Some experts have unfavorable opinions of the proposed territorial-administrative reform. “The administrative-territorial reform can break the personal connection between the villager and his or her mayor. Through such a reform, leaders will be alienated from the communities, from the problems they manage, and this will have moral, economic, social, ecological and other consequences”, thinks the conflictologist and institutional analyst Benedict Ciubotaru.
A working group set up by the Government has proposed three versions of the reform. All of them involve a significant reduction in the number of mayor’s offices – to 231, or 154, or 93, from the current 896.
“If mayor’s offices disappear, people will lose their representation. In villages, people know their local election candidates personally. If mayor’s offices are liquidated in sparsely populated villages, mayoral elections will be similar to the parliamentary elections: voters may be put in a position to vote for strangers from the village where the town hall is located. Now the mayor is directly accessible to the villagers. Some 90% of problems are solved directly, without much bureaucracy.”
“The reduction of town halls in villages with small populations will mean a transition to a provider-customer type of relationship, where the people in smaller villages attached to a village with a larger population could be discriminated against. This will lead to an exponential acceleration of rural depopulation processes, as it happened when schools and hospitals were optimized in some villages”, says Benedict Ciubotaru.

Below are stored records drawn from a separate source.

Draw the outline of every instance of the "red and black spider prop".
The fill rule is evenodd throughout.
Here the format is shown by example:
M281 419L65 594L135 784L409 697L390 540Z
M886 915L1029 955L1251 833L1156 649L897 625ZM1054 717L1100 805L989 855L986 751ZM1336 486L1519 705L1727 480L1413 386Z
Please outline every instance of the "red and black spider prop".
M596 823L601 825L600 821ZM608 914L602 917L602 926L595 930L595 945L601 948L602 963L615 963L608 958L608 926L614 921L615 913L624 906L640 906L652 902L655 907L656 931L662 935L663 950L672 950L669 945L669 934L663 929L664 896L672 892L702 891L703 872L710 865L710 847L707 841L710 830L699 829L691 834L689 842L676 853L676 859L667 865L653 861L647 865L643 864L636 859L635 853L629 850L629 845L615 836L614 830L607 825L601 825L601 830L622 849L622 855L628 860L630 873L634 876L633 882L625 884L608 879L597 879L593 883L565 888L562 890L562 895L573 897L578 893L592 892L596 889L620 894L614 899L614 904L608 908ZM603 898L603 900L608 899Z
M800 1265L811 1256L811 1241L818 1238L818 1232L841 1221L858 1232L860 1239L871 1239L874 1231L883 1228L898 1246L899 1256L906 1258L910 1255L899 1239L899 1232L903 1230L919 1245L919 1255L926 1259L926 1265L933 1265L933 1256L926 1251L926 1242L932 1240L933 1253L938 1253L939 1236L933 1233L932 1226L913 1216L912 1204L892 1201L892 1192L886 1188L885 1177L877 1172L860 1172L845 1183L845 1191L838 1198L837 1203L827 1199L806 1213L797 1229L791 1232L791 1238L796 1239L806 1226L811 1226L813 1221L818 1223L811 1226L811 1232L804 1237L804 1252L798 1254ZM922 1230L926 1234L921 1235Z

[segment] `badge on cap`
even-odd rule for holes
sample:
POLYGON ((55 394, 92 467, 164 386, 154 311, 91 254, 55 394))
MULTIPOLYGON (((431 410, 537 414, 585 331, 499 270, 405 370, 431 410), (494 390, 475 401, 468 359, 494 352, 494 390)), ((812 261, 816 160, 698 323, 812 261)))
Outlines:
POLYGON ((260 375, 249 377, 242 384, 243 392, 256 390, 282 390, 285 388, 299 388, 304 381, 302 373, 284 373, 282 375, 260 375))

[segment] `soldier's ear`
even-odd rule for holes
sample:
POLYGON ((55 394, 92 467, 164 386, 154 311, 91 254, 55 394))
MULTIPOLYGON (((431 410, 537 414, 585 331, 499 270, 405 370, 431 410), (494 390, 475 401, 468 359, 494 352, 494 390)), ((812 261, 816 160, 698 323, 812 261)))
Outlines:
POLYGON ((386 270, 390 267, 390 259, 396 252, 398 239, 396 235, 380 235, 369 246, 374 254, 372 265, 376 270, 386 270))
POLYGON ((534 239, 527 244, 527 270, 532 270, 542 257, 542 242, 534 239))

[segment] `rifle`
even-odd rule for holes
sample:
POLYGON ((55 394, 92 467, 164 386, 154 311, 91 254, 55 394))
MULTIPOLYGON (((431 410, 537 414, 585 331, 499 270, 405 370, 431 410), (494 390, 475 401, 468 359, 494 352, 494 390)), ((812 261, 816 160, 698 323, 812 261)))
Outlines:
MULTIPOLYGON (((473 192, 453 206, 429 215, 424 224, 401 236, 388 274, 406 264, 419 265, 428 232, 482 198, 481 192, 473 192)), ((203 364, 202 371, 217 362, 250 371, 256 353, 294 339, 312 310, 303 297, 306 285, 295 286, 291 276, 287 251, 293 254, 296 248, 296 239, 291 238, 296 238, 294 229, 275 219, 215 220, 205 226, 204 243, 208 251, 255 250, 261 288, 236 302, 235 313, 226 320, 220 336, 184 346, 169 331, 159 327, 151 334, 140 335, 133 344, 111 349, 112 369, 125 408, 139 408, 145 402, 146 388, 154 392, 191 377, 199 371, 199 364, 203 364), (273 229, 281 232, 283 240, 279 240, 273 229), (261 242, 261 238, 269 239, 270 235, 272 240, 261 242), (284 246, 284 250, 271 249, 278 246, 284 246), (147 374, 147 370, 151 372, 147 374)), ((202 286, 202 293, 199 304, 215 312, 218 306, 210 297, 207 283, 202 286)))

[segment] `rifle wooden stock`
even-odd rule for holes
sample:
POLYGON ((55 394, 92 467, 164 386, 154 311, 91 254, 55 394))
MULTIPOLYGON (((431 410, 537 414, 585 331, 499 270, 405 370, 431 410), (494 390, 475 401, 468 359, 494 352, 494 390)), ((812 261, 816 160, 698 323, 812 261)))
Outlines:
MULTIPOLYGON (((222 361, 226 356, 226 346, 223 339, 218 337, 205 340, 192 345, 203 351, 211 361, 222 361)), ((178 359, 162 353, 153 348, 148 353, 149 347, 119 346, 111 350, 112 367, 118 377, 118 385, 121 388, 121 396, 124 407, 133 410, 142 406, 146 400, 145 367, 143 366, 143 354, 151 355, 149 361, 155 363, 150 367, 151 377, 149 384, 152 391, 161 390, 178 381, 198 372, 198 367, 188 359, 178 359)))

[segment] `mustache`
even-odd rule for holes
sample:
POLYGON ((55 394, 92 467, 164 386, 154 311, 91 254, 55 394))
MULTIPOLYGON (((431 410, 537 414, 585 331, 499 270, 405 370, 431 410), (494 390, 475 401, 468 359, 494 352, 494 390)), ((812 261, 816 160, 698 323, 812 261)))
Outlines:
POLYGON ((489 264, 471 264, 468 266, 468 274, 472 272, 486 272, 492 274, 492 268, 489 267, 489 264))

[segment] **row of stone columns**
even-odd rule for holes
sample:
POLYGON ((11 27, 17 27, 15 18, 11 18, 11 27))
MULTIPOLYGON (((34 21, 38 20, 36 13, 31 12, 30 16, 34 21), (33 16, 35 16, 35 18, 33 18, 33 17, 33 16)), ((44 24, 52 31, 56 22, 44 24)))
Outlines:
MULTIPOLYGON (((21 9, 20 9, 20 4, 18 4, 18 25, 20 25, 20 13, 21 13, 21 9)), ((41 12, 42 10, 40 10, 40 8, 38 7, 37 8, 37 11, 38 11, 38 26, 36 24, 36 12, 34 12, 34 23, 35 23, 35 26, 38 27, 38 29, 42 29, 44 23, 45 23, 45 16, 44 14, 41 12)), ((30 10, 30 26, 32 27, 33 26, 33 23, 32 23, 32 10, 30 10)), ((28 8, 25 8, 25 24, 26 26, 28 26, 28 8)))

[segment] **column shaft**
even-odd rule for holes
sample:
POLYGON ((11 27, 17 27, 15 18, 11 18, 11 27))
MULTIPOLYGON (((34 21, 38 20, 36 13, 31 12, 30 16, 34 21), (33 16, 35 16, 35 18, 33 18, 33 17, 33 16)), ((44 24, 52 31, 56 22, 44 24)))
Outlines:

Vitalie Cazacu, a doctor of economics and director of the Public Administration Academy’s Doctoral School, says that the reform is necessary, but clear criteria are needed for establishing the number of mayors in rural areas. “There are villages with larger populations. If mayors in such villages get additional tasks for the villages whose town halls will be dissolved, this could disrupt the activity of town halls in the former villages”, says Vitalie Cazacu.
At the same time, the expert believes that the optimal number of counties for Moldova is three, not five as proposed. He suggests building modern service providing institutions, such as hospitals, in the North and in the South to alleviate the burden on Chisinau.
Earlier Speaker Igor Grosu stated that the territorial-administrative reform needs to be implemented before the general local elections, so this will be a priority on the Government’s 2022 agenda.